Hong Kong’s new leadership, John Lee, was elected in a secret ballot in which he was the only contender on the ballot.
The Chinese government’s decision to select him is largely seen as an effort to strengthen its control over the city.
When pro-democracy demonstrators staged demonstrations in China in 2019, Mr. Lee was in charge of the sometimes violent repression of them.
Outgoing CEO Carrie Lam has been replaced by Mr Lee, who has been in the position since 2017.
Closed-circle committee of 1,500 people, most of whom are pro-Beijing, selects Hong Kong’s leaders – this time there was just one candidate.
In the wake of Ms Lam’s announcement that she will not seek a second term, former Chief Secretary and second-highest-ranking official Mr Lee was widely expected to succeed her.
Despite Beijing’s support, Mr. Lee is widely despised for his participation in the 2019 assault on demonstrators over a contentious extradition law.
As protests persisted, Lee stood by his legislation and was roundly criticized for authorizing the use of tear gas, rubber bullets, and other forms of force by the police to remove demonstrators.
A national security measure that criminalized political protest and dissension and curtailed the city’s authority was also supported by him in 2020.
“Stability from chaos” will be restored by the bill, according to Mr. Lee.
Analysts believe it was a hint of Beijing’s determination to concentrate on security in Hong Kong when he was promoted to the upper echelons last year.
As a result of his involvement in the law’s execution, the United States imposed penalties on him and a dozen other officials, as well as a YouTube ban on his 2022 campaign.
At a three-person demonstration before votes opened, the League of Social Democrats, the only remaining pro-democracy organization, called for the introduction of universal suffrage.

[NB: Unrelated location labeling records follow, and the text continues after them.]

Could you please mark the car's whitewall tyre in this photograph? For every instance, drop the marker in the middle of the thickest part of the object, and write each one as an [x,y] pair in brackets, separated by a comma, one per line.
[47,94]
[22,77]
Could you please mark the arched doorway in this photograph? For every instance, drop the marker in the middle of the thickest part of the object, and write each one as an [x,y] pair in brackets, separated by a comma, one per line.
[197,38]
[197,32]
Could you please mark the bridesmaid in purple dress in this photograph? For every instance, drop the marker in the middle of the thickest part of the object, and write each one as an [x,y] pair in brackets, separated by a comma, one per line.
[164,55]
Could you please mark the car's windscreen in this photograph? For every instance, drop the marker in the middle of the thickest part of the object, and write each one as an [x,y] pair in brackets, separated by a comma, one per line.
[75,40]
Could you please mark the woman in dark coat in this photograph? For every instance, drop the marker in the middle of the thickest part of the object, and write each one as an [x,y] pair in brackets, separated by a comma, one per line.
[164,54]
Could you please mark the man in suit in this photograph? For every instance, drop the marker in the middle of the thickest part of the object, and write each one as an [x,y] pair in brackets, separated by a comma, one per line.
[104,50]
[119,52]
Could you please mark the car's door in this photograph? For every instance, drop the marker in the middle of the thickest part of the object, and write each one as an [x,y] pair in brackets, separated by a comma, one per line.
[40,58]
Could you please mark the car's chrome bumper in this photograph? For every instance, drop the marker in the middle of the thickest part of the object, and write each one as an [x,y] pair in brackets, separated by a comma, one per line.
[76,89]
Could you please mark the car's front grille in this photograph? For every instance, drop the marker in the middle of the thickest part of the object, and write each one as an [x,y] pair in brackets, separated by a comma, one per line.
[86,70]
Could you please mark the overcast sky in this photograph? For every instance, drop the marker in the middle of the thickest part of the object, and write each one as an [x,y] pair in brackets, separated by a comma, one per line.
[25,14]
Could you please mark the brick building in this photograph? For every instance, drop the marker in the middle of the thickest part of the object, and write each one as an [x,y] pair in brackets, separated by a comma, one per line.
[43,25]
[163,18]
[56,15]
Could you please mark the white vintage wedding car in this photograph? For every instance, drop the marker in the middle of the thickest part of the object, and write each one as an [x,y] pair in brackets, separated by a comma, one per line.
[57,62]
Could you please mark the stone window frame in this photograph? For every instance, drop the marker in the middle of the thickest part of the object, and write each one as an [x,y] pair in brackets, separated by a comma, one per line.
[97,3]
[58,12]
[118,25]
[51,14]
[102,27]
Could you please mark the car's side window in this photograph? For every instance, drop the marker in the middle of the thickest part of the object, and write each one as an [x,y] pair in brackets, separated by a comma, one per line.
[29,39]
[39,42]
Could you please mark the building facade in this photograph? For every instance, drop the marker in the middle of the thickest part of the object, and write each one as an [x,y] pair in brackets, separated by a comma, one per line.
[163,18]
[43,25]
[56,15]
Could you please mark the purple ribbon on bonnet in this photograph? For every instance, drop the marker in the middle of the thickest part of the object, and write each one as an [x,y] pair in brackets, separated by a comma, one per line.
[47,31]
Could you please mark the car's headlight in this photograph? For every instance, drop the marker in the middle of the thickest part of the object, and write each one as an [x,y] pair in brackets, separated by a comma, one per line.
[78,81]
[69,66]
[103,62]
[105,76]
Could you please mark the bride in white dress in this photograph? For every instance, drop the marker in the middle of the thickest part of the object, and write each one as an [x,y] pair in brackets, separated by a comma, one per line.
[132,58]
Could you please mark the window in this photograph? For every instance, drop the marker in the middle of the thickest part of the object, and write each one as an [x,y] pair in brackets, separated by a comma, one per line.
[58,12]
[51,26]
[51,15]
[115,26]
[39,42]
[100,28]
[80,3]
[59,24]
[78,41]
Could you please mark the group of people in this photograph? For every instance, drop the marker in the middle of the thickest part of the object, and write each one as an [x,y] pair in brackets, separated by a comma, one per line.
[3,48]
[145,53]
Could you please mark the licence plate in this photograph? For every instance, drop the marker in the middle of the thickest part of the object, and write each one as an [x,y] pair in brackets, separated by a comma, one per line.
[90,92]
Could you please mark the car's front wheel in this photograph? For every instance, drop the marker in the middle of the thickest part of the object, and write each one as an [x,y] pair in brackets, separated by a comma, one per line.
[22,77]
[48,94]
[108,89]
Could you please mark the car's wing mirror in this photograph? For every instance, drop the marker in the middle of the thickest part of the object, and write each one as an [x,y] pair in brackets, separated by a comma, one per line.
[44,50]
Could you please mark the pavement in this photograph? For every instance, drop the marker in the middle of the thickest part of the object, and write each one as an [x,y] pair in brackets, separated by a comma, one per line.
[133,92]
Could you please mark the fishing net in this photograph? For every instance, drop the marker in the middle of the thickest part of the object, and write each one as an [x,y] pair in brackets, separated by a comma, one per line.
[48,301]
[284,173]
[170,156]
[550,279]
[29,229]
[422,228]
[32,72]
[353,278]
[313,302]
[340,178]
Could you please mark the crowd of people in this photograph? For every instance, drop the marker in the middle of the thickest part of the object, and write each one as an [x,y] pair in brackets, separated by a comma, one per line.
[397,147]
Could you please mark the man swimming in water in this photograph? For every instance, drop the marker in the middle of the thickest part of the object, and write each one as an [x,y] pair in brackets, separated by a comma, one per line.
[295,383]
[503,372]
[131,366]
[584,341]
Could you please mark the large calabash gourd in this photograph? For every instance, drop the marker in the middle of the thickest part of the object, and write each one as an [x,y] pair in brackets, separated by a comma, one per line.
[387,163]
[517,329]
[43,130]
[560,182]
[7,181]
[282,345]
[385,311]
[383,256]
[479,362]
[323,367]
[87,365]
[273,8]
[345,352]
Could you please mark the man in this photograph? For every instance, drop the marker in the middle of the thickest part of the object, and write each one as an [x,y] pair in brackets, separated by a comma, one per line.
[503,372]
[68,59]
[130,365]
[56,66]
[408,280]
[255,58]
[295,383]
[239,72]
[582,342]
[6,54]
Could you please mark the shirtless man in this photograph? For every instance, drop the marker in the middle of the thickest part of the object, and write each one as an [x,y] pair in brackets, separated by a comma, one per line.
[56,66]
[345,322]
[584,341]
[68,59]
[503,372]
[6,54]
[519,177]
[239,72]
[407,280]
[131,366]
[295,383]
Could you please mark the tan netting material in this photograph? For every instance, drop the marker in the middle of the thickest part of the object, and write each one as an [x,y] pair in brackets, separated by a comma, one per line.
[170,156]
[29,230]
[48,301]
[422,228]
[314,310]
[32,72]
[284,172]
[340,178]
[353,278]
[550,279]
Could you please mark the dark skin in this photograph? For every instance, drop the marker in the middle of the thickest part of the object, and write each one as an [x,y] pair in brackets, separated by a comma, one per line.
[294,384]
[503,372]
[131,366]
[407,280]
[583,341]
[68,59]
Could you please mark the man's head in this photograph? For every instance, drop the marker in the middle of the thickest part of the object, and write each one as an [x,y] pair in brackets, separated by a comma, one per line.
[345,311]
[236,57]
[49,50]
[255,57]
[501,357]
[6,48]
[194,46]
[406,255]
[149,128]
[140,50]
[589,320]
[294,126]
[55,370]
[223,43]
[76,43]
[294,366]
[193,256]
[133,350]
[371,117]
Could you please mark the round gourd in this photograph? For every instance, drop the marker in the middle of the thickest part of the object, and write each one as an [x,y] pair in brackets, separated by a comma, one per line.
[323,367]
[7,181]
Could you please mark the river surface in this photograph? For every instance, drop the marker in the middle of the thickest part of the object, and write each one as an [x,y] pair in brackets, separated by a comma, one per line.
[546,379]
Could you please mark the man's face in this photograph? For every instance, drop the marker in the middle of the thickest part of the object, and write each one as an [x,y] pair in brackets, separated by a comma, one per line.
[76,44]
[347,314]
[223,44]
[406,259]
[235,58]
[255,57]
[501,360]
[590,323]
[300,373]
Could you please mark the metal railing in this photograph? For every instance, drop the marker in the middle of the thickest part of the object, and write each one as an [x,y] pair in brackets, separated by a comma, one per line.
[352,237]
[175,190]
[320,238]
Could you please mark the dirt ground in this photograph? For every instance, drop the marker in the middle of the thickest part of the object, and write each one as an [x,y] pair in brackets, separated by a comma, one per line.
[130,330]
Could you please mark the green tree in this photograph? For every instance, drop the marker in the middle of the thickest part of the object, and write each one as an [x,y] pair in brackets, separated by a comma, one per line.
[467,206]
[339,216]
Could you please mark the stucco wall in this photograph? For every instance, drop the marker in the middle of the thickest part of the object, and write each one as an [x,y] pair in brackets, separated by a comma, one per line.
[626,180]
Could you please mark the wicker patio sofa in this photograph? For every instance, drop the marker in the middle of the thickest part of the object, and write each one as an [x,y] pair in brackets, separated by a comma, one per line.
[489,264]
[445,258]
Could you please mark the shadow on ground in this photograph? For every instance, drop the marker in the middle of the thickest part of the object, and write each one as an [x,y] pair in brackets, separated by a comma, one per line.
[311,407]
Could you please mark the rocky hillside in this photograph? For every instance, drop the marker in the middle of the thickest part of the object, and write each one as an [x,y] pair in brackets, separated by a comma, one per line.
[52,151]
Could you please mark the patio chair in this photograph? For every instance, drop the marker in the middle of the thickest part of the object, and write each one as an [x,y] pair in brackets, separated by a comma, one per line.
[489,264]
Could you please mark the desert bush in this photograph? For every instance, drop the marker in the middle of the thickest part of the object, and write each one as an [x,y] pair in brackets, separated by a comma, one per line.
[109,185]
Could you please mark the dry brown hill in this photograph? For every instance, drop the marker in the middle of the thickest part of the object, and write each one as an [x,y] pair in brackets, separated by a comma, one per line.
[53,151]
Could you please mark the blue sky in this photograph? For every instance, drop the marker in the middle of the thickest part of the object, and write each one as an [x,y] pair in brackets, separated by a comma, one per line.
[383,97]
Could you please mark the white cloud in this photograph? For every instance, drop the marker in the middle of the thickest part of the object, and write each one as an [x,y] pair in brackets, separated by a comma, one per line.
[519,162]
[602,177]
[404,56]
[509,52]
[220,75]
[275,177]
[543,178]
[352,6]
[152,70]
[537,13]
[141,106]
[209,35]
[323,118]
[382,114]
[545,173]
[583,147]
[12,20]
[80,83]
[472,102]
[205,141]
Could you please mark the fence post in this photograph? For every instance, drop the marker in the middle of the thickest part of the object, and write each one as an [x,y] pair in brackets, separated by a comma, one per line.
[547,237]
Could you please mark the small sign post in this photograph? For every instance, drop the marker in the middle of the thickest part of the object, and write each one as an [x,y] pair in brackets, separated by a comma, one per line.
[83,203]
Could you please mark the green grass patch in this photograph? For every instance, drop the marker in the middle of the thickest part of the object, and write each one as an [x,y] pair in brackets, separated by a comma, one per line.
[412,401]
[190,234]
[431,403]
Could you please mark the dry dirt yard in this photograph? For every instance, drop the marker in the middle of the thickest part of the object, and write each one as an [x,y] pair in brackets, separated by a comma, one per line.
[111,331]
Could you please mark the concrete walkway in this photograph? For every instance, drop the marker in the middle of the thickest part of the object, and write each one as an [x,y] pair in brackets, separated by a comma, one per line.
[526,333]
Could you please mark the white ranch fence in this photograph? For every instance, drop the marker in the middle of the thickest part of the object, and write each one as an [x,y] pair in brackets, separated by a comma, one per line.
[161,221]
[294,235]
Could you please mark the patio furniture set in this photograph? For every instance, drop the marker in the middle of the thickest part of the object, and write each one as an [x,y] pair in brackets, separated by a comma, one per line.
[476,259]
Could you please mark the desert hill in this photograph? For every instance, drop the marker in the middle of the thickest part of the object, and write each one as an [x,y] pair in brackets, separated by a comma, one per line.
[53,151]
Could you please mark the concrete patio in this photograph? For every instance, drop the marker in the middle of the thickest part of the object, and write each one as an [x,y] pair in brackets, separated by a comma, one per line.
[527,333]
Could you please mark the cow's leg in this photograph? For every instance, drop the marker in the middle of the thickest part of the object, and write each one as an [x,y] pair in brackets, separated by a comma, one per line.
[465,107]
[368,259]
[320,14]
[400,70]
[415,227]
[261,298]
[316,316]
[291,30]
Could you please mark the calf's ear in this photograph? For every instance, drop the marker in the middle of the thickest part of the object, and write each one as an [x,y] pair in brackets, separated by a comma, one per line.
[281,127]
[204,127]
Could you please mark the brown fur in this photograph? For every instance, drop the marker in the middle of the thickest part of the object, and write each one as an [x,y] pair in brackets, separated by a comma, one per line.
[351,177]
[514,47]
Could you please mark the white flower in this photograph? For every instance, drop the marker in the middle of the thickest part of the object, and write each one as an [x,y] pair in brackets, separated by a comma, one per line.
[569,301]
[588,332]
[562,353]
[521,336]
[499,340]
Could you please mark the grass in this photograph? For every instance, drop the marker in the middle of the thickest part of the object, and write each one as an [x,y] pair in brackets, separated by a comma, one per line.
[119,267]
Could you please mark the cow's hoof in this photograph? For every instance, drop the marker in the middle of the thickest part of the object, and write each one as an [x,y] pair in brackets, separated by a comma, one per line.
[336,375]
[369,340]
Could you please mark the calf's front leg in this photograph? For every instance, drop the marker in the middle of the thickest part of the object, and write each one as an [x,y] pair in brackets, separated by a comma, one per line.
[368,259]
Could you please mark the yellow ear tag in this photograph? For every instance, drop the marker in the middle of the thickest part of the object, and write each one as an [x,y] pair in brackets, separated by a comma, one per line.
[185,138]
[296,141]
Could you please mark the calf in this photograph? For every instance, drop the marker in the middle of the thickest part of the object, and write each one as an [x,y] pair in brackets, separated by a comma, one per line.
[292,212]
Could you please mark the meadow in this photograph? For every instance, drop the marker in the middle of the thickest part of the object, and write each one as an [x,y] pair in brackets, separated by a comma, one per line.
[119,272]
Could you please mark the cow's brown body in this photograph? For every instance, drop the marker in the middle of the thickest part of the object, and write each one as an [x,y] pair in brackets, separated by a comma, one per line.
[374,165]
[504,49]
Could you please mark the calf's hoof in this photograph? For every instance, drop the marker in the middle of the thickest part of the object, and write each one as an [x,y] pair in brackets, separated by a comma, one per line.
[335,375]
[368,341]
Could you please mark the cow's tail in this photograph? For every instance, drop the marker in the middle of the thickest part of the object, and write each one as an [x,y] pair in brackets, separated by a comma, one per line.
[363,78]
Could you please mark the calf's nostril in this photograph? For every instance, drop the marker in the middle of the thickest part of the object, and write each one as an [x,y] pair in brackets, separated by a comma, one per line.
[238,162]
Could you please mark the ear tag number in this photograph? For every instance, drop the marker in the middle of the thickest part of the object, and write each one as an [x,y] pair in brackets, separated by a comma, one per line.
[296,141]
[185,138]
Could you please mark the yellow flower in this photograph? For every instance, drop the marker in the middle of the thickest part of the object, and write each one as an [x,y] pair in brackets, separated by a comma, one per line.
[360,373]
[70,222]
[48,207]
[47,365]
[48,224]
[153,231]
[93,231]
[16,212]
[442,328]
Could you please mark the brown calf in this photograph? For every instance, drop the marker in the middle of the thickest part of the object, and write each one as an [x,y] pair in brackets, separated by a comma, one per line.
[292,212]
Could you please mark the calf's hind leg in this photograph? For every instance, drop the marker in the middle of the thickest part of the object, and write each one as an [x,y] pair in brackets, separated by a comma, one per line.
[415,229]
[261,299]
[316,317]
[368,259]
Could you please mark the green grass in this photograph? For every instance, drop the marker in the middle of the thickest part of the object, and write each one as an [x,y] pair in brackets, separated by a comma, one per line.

Protester Vanessa Chan told the cops present: “This is what John Lee’s new chapter looks like, a contraction of our civil freedoms.”
This action has no impact, but we don’t want Hong Kong to remain absolutely quiet, she said.
In 1997, Britain agreed to return Hong Kong to China in exchange for guarantees of civil liberties, including the right to assemble and speak freely.
Critics, on the other hand, claim that these freedoms are being lost as the Hong Kong government cracks down on dissent. People in the semi-autonomous territory are concerned that Mr. Lee’s leadership would lead to a period of greater Chinese control over the province.